Sei e mezzo a Kvaratskhelia, che sale sui banchi di scuola come Robin Williams a predicare la bellezza dell’arte, ma trova poche orecchie e pochi cuori pronti ad accogliere il suo messaggio di speranza. È solo KK, che è l’unico schema rimasto a questo Napoli: palla al 77 e vediamo quanti ne salta, che magari qualcosa succede. Logorante, per lui, giocare sempre sulla soglia della disperazione. Imbarazzante, per chi allena, non esser riuscito a creare una struttura per farlo renderlo al meglio, senza portalo allo sfinimento.
Sette-sette, come il 77% di possesso palla invocato da Mazzarri, come se il possesso palla fosse un titolo di studio. Come se far girare la palla, e pure la palla, fosse in sè un merito, un’attestazione di grandezza. Qui non è la questione di tenere la palla, ma di saperne cosa fare, in che direzione muoverla, a che velocità farla girare. Il mero possesso è una patologia narcisista, la concessione di un Genoa che mai s’è sentito davvero minacciato dal lasciare il pallone ad una squadra meno interessante dei servizi di Studio Aperto sui gatti. "Centellinate le parole come fareste con un vino pregiato o se steste facendo l’amore” è il consiglio per Mazzarri. Oltre alle dimissioni, naturalmente.

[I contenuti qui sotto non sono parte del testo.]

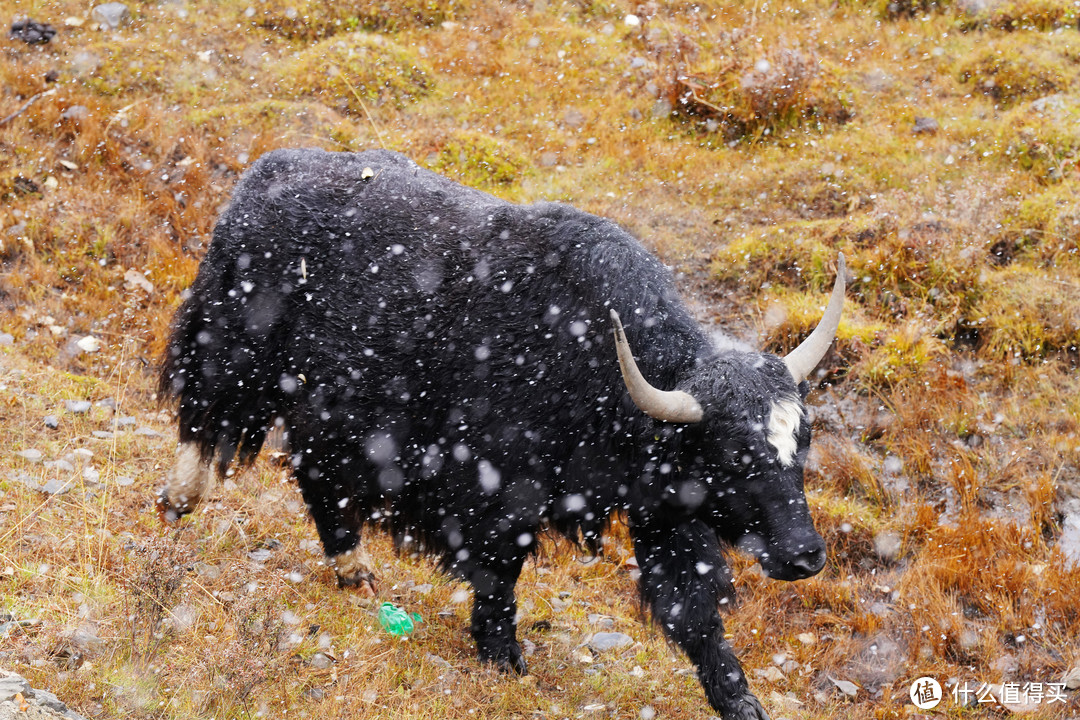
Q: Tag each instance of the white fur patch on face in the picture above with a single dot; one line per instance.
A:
(783, 431)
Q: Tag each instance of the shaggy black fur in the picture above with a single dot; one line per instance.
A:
(444, 364)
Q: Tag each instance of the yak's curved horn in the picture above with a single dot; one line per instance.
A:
(801, 361)
(666, 405)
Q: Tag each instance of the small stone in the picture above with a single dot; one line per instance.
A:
(602, 621)
(11, 685)
(771, 674)
(608, 641)
(56, 487)
(85, 63)
(321, 661)
(926, 125)
(111, 15)
(77, 113)
(31, 32)
(574, 118)
(133, 279)
(888, 545)
(846, 687)
(62, 465)
(30, 454)
(89, 343)
(45, 698)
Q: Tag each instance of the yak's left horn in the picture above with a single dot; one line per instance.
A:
(666, 405)
(801, 361)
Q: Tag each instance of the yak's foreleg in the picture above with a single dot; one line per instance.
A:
(495, 617)
(683, 579)
(187, 481)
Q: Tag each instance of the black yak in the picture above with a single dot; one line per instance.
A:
(453, 367)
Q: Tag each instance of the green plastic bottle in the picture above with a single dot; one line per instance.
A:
(396, 621)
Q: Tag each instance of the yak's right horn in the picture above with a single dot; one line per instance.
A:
(666, 405)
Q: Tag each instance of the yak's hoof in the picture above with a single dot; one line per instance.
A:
(363, 583)
(512, 661)
(169, 513)
(744, 707)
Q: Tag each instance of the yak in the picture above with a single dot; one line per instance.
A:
(460, 370)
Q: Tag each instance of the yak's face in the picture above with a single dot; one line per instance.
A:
(739, 436)
(743, 463)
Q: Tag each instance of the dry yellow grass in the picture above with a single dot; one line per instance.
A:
(947, 445)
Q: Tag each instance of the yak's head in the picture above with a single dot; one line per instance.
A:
(743, 436)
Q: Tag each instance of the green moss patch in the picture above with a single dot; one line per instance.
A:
(1029, 314)
(476, 159)
(301, 123)
(745, 89)
(311, 19)
(1044, 135)
(348, 71)
(1021, 66)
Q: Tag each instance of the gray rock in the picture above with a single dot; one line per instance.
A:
(30, 456)
(45, 698)
(83, 64)
(321, 661)
(111, 14)
(608, 641)
(11, 685)
(62, 465)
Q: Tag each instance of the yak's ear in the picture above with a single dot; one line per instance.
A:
(666, 405)
(801, 361)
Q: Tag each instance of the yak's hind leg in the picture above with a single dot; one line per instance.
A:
(338, 518)
(683, 579)
(187, 481)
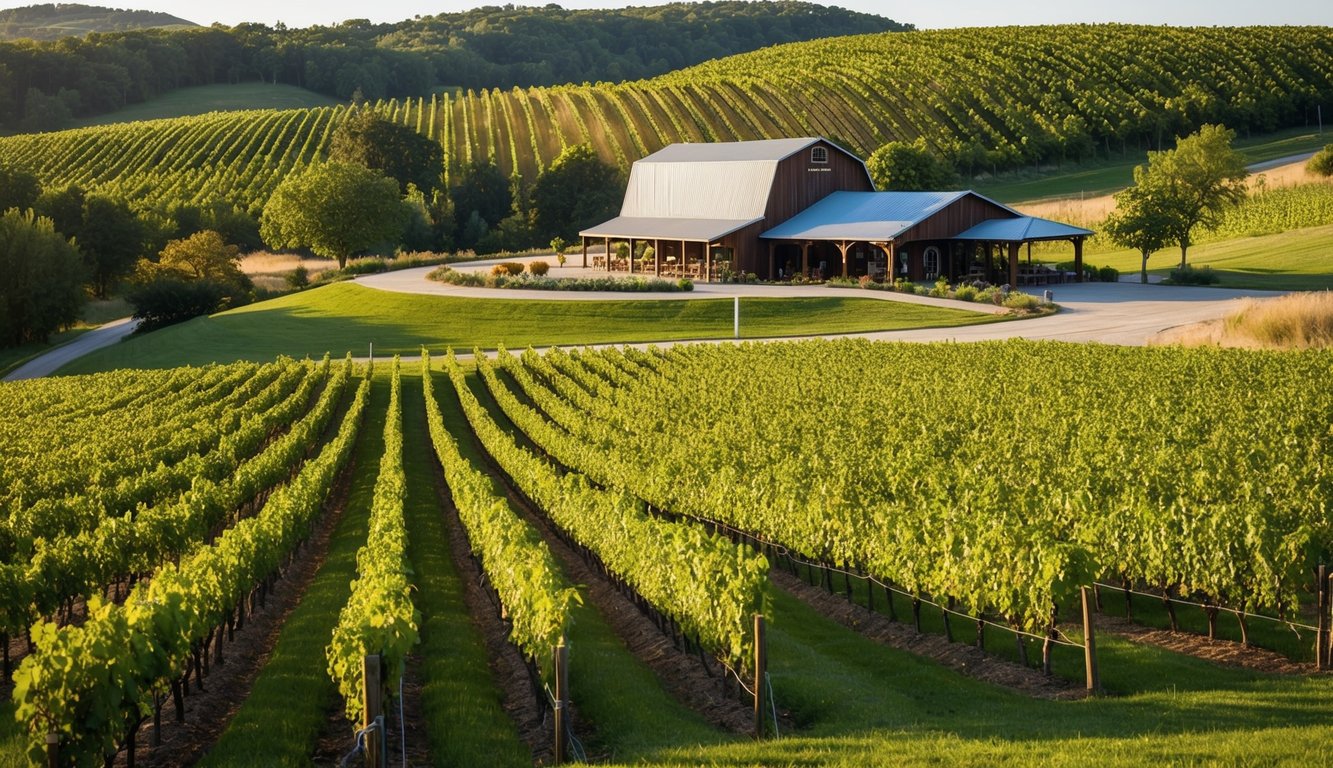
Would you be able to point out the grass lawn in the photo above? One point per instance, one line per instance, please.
(1297, 260)
(201, 99)
(347, 318)
(1103, 176)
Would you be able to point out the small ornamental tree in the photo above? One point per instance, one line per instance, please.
(1140, 222)
(1321, 163)
(1196, 182)
(336, 210)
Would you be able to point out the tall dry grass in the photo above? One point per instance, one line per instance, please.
(1293, 322)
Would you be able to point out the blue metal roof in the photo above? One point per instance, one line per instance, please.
(1021, 230)
(867, 216)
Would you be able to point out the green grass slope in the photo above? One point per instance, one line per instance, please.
(347, 318)
(204, 99)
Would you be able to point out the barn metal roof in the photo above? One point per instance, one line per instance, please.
(1021, 230)
(664, 228)
(867, 216)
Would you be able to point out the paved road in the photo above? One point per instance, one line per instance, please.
(51, 362)
(1109, 312)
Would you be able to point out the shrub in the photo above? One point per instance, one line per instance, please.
(297, 279)
(1188, 275)
(1323, 162)
(989, 295)
(169, 300)
(1020, 300)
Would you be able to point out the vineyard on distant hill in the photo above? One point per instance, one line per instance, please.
(985, 99)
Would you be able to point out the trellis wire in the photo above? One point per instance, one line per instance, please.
(1207, 606)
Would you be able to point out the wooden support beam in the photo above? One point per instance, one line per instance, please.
(843, 247)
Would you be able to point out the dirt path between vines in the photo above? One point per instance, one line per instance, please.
(961, 658)
(225, 688)
(1224, 652)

Otto alla famelica volontà di Ngonge, che pare Aristoteles quando Oronzò Canà lo fa entrare a fine partita per ribaltare il risultato. E per poco non ci riesce. Bravo Cyril, che punta l’uomo, la porta, l’area e trova un gol da centravanti vero, conclusione quasi beffarda se si pensa che Simeone e Raspadori non erano mai riusciti nemmeno a tirare in porta. Ha forza, sfrontatezza, qualità fisiche e tecniche per diventare un elemento importante. Con Politano, che dopo il rinnovo s’è afflosciato come un girasole di notte, meriterebbe una chance dal 1’.
Nove punti dall’Atalanta, che occupa il quarto posto, ed una confusione che nemmeno dopo il big bang. Mazzarri ci capisce poco, lancia a caso giocatori nella mischia ed in cinque minuti Lindstrom si trova a fare prima il trequartista, poi l’ala destra, poi l’esterno sinistro, poi il venditore di caffè borghetti, infine il parcheggiatore ‘capo na cosa a piacere’. E Kvara, appresso al danese, è costretto allo stesso peregrinare. Tentativi, andando a tentoni, come un bambino che inizia a gattonare due coyote che inizia a… finita e voi la frase.
Dieci minuti di ritardo: Osimhen perde pure la coincidenza in tangenziale e si perde pure l’inizio della gara. Il Totem di questa sciagurata stagione è Victor, la sua assenza in panchina, pure per lanciare un segnale e non necessariamente per giocare. S’è allenato da solo, e va bene. Ormai gioca solo per se stesso, e questo va meno bene. È merce in vendita, a caccia del miglior offerente e della migliore sistemazione. Perchè mai stringere i denti per giocare contro il Genoa, quando all’orizzonte c’è il Barcellona, vetrina ben più luminosa per le ambizioni di Osi? Guardando tutto quell’amore tradito accasciato sugli spalti del Maradona, proverei vergogna. Ci sono cose che un tifoso può perdonare. E altre che non può perdonare. La strafottenza è tra quest’ultime.